El objetivo oculto de la producción es producir realidad: ésta es la resultante de la instauración de un modo –mejor: un mundo- de producción que es a la vez un modo de vida. La compresión de lo humano bajo este orden genera el sujeto y las disciplinas adecuadas para mantenerlo contenido e identificado. Como hemos dicho, la clausura de lo material genera identidades objetivas: El sujeto es a la vez un objeto.

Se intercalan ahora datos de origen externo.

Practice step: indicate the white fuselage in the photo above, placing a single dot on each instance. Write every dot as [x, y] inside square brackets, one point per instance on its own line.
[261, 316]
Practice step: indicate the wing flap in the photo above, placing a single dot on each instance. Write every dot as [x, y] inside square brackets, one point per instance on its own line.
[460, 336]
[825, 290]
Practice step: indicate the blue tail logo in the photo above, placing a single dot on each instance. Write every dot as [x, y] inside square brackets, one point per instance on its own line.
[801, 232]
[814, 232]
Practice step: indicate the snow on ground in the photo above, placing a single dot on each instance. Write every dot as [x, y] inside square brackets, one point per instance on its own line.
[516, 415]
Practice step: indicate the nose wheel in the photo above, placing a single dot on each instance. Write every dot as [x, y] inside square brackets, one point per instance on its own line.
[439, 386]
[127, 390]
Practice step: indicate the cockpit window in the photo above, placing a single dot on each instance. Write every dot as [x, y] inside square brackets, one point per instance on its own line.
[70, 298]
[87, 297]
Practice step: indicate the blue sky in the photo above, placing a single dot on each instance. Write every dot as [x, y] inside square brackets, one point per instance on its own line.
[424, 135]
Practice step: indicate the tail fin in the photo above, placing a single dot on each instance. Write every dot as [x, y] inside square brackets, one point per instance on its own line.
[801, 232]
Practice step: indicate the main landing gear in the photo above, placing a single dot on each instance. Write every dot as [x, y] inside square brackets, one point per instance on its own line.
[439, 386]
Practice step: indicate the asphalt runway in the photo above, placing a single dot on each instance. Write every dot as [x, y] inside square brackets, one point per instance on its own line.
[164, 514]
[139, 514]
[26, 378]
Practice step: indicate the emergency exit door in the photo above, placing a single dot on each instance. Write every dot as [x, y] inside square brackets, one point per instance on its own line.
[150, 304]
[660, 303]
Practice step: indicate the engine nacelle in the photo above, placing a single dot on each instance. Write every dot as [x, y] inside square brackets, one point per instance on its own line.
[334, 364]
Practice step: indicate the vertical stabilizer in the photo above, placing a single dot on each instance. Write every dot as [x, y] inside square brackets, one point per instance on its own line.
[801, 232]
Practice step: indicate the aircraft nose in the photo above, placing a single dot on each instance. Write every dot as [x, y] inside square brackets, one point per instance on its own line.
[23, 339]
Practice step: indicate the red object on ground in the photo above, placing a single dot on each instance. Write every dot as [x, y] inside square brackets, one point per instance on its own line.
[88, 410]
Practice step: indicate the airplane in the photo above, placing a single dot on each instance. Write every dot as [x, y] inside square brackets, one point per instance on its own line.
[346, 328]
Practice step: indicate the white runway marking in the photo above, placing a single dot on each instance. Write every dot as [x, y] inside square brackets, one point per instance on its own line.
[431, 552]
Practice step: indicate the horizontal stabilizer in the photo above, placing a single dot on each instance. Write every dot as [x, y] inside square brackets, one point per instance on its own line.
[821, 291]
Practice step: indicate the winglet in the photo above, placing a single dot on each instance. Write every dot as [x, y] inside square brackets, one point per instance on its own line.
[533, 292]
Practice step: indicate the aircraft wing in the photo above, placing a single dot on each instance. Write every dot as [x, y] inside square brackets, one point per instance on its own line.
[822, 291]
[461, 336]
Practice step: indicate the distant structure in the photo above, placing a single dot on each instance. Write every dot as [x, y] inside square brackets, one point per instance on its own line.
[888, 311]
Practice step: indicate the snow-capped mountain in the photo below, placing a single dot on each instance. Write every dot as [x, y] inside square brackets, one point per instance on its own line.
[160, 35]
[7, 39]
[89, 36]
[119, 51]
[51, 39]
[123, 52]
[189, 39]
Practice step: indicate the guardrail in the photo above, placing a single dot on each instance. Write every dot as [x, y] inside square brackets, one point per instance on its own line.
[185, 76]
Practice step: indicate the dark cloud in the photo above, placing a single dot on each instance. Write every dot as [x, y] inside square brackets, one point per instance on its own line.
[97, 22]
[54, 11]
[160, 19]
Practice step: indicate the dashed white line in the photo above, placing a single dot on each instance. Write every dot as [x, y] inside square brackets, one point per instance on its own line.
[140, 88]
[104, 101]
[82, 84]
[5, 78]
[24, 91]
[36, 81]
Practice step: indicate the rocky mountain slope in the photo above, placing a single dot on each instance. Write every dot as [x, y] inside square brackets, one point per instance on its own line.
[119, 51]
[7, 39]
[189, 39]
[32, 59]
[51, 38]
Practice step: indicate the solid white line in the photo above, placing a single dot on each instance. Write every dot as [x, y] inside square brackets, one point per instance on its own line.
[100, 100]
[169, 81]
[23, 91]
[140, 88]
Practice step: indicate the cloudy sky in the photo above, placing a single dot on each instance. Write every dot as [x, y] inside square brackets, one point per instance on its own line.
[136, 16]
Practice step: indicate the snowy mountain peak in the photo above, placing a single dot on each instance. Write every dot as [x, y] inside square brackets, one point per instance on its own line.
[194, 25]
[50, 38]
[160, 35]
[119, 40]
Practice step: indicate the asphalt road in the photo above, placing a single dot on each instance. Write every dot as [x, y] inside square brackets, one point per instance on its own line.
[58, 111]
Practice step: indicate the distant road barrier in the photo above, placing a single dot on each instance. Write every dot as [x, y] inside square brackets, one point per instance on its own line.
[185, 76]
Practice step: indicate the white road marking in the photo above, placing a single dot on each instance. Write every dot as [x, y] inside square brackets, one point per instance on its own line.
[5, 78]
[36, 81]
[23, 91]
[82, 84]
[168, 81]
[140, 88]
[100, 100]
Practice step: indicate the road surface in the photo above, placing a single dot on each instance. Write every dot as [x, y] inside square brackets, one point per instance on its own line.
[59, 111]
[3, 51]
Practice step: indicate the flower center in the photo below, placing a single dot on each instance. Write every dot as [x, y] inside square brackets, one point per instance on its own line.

La compresión, la contención y la clausura material permiten la dimensionalidad, que se expresa mediante cifras. Espacio y tiempo mensurables son conquistas de la materialización. Ese espacio es siempre cerrado; asimismo el tiempo va siempre de la mano de la compresión, y siempre es limitado. El concepto de infinito es tan sólo un horizonte, posiblemente aberrante –es decir, un efecto colateral anómalo- resultado de la contradicción entre la cifra y la clausura por un lado y la verdadera naturaleza del mundo por otro: insustancial, infinita, incalculable, ininteligible. En el fondo siempre se trata de arrinconar esa verdad en un punto de fuga neblinoso e inalcanzable para que funcione como coartada –prueba- de la existencia de lo real.

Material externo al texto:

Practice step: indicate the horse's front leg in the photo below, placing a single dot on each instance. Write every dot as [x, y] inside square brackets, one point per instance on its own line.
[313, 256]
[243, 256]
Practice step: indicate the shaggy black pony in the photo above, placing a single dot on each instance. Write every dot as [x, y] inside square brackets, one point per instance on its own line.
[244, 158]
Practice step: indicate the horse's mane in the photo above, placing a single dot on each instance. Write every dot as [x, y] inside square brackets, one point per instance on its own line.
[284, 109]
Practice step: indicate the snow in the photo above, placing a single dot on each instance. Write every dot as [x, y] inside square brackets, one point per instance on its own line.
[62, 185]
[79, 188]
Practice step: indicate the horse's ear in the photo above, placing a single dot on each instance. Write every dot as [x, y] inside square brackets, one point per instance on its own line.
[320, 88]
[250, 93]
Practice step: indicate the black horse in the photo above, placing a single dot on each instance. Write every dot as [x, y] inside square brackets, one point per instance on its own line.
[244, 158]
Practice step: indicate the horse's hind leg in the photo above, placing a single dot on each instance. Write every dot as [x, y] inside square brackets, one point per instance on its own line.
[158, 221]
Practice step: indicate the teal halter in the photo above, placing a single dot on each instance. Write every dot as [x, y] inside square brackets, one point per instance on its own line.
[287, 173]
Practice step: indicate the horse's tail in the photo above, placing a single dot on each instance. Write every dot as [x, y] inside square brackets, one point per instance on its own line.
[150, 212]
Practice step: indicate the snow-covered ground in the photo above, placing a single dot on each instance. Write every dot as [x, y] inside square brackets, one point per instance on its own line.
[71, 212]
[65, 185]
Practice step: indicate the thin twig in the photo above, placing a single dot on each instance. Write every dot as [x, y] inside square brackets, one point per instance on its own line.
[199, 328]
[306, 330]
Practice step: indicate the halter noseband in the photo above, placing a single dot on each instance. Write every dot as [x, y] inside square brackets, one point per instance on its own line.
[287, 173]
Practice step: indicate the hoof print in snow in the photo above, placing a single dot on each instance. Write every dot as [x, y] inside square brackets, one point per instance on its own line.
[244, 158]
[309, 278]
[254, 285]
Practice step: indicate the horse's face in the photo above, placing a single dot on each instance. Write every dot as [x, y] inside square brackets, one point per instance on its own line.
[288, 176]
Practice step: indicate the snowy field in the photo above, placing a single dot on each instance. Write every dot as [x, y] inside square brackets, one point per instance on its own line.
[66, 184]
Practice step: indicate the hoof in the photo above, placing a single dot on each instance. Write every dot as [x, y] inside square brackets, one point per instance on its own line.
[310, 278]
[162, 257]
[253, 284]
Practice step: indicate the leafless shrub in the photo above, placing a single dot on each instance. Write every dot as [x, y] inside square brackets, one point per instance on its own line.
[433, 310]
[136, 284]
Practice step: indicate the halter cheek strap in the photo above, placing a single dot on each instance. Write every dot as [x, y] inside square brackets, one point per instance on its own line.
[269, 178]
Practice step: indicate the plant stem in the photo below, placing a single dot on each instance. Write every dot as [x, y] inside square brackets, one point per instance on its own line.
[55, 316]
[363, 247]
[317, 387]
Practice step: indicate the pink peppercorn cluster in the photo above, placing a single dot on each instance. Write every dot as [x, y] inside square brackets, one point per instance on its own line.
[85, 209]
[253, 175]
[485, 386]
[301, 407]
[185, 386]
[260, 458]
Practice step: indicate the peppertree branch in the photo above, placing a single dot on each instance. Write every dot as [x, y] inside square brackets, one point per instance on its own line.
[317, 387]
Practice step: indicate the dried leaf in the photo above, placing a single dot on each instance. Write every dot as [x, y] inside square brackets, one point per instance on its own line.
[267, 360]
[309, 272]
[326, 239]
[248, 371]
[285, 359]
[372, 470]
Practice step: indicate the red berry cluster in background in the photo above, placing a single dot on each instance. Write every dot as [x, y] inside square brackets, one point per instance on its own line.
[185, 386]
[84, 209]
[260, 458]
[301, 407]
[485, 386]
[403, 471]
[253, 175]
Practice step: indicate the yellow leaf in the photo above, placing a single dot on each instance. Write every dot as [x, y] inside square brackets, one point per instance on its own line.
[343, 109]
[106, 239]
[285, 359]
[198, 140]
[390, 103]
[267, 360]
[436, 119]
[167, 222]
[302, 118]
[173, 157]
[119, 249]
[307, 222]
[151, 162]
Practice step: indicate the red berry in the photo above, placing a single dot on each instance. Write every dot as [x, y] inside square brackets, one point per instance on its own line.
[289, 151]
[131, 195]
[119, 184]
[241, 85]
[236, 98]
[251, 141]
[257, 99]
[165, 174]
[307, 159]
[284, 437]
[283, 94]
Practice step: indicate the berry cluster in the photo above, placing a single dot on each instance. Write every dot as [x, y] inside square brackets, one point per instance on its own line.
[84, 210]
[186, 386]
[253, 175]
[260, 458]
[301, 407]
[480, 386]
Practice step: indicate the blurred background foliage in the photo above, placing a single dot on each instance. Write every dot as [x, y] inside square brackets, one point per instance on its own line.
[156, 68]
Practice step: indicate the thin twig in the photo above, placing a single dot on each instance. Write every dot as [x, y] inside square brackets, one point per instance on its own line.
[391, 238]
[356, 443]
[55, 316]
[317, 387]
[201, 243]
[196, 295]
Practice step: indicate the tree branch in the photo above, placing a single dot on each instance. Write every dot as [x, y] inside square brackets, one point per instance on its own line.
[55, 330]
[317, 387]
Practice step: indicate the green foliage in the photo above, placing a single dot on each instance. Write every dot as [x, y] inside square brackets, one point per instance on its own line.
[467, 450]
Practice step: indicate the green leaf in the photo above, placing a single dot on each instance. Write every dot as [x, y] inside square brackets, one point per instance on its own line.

En tanto que modo de producción el orden real materializa también el pensamiento. Lo real es también una escritura, una imagen, una esfera de la cultura, de lo inmaterial, de las ideas: un modo de producción de significación oculto -como su contrapartida “material”- bajo los presupuestos metafísicos de un mundo objetivo anterior e independiente de las formas de representación del mismo. Hoy parece que lo escritural-visual (las pantallas, los lenguajes informáticos, los códigos –como el genético- etc.) y su capacidad de ir más allá de la producción simple mediante la reproducción por modelos está consolidando su dominio definitivo en la dirección del sistema.

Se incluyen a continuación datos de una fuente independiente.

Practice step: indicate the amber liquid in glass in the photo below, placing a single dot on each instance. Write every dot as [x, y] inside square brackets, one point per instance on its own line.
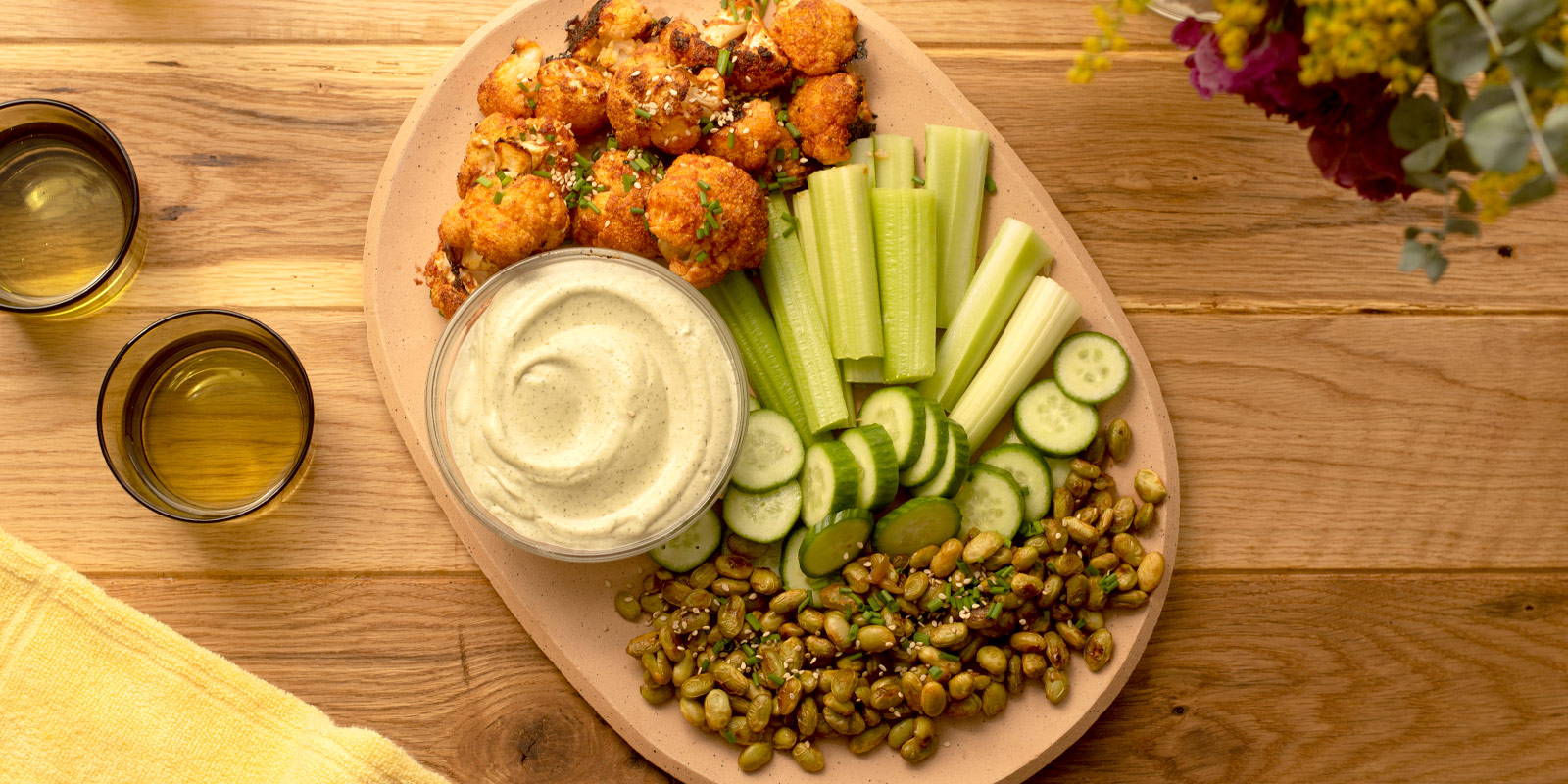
[217, 423]
[63, 212]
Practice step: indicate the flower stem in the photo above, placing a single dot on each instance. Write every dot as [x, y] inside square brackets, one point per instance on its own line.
[1548, 164]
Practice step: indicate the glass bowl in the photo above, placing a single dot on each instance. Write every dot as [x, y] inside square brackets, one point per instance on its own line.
[438, 388]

Lo real tiene por vocación expandirse (Steigerung: el Aufhebung es sólo una modalidad primaria de lógica expansiva). En una primera fase es un sistema explosivo en el que fuerzas, materia, energía e identidades se organizan al principio como un sistema termodinámico, totalmente distinto de otras formas de organización presentes y pasadas y se desenvuelve a escala macroscópica. Lo microscópico avanza sólo tímidamente. Finalmente el primero encuentra escollos en su movimiento: el sistema basado en la expansión de la energía mediante la fuerza de trabajo cuyo reflejo era un mundo en expansión se encuentra con la tasa decreciente del rendimiento (Marx), fenómeno que se da en todos los niveles y también naturalmente en la producción de bienes y de significación, al igual que la entropía es la caída tendencial de la energía en el horizonte de los sistemas termodinámicos. La saturación de realidad impone un movimiento implosivo, como atestigua el actual triunfo de las nanotecnologías, la microfísica o la microbiología, también la globalización. Ambos dominios, el macro y el micro comienzan a violar las leyes de identidad, no contradicción y tercero excluido. Relativismo y desorden entrópico actúan cada vez con más fuerza en el mundo social y físico. Se produce la emergencia de un nuevo nivel de organización. Es heredero del anterior y se está desplegando actualmente. A partir de ahora trataremos con otro orden que ya no es exactamente el de la realidad, pero que vivimos y analizamos con las herramientas inadecuadas del caduco orden real.